Danica Patrick discusses ‘hidden epidemic’ of breast implant illness



Danica Patrick has spoken candidly about the ‘hidden epidemic’ of breast implant illness and how removing her breast implants helped her body “feel better”.

The former NASCAR driver has now opened up about her recent implant removal, highlighting how she first got the breast augmentation in 2014 and how it caused her a string of health issues.

“My symptoms were hair loss, weight gain, heavy metal toxicity, leaky gut, and fatigue among many other things,” she explained to Fox News Digital.

“Thyroid was another big one. I believe the most common denominator is not necessarily a symptom. It’s more so that no matter what you do, you can’t get the symptoms to go away.”

She noted that although her symptoms first started back in early 2018, she felt like there “wasn’t a logical reason” as to why they were occurring. However, by the beginning of 2021, she said that she lost her menstrual cycle and realised that something was wrong.

“It was really losing my cycle for a couple of months that got me to go to the doctor and have my hormones checked,” she explained. “My thyroid was low, my hormones were off. It felt like nothing was working.”

Regarding her surgery to get the implants removed, Patrick expressed that she felt “very excited” and ready for it, similar to how a mother would feel before giving birth to her child.

“I’ve never had a baby before, but I’m betting that, at the very end, even though you’re having this daunting experience in front of you,” she continued. “You’re also so ready because you just can’t wait to meet your baby. You’re just that excited. And you’re like, ‘Let’s do this.’ I imagine it’s maybe something like that. That’s how I felt.”

When asked what the most surprising thing was that she learned during her health journey, Patrick highlighted how she never realised how many women “struggle” with breast implant illness. According to Mayo Clinic, some signs of the condition can include, “fatigue, memory loss, skin rash, and trouble concentrating”.

“It almost feels like a hidden epidemic,” she said. “I do believe there will always be a level of side effects that come with [implants]. Maybe some people do really well and it’s so minimal that they don’t notice.”

She noted that while she thinks it is normal to have different responses to breast implants, she has come to question how safe the objects are for a woman’s health.

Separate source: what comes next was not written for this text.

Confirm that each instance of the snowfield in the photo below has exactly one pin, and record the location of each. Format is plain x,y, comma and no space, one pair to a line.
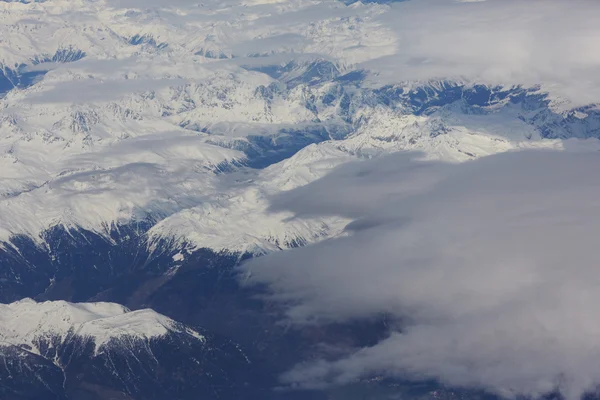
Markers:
192,115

“But I also think it’s impossible to put a foreign object in your body and not have your body respond to some degree. Every individual is different, of course,” she explained. “But are we really doing enough studies on them?”

“Are people truly educated on the potential side effects and risks? Doctors tell us that they’re safe, but they’re also selling them,” she added. “I think it’s a matter of testing and common sense.”

The 40-year-old former racing driver said that in her case, her implants created capsules of “scar tissue” on her body, which were “soft enough” for a few years but then “hardened up more”.

“The doctor said my scar tissue capsules were both folded inside the implant,” she continued. “They had shrunk up so much from so much scar tissue forming that they were deformed.”

Patrick acknowledged that she first got the implants, she did it to “be more feminine” and to feel like she had “an ideal body”. However, she said that now that they are removed, she’s felt quite free.

“Getting them out felt more like freedom,” she said. “I feel better about my body. I feel like I look better, to be honest. I know that sounds crazy, but it’s true. I’m glad they’re out. I feel more like myself. I can give people hugs and not have these implants in the way.”

She also emphasised how her exercise routine could change since the surgery, as she intends on doing yoga again and won’t “have to worry” about her implants laying “on the floor” while doing “crazy, cool poses”.

“I won’t have to feel any of that weird stretching that I felt before,” she added. “I’m excited to have it all be natural again.”

Patrick has previously opened up about her breast implants on social media. Earlier this month, she shared a post on Instagram about what she would have said to her younger self and how implants had “fed into” her idea of a “perfect” body.

“I wish I could have told this 32-year-old girl that boobs won’t make you more perfect or have it all or be more feminine,” she wrote in the caption. “These were my reasons and to me, these narratives are the problem. Implants just feed into it. Culture feeds into it. Social media feeds into it. Filters feed into it. Unhealed trauma feeds into it.”

“The work is always an inside job,” she added. “The real question is – how can I do the emotional work to see myself as perfect, having it all, and feminine?”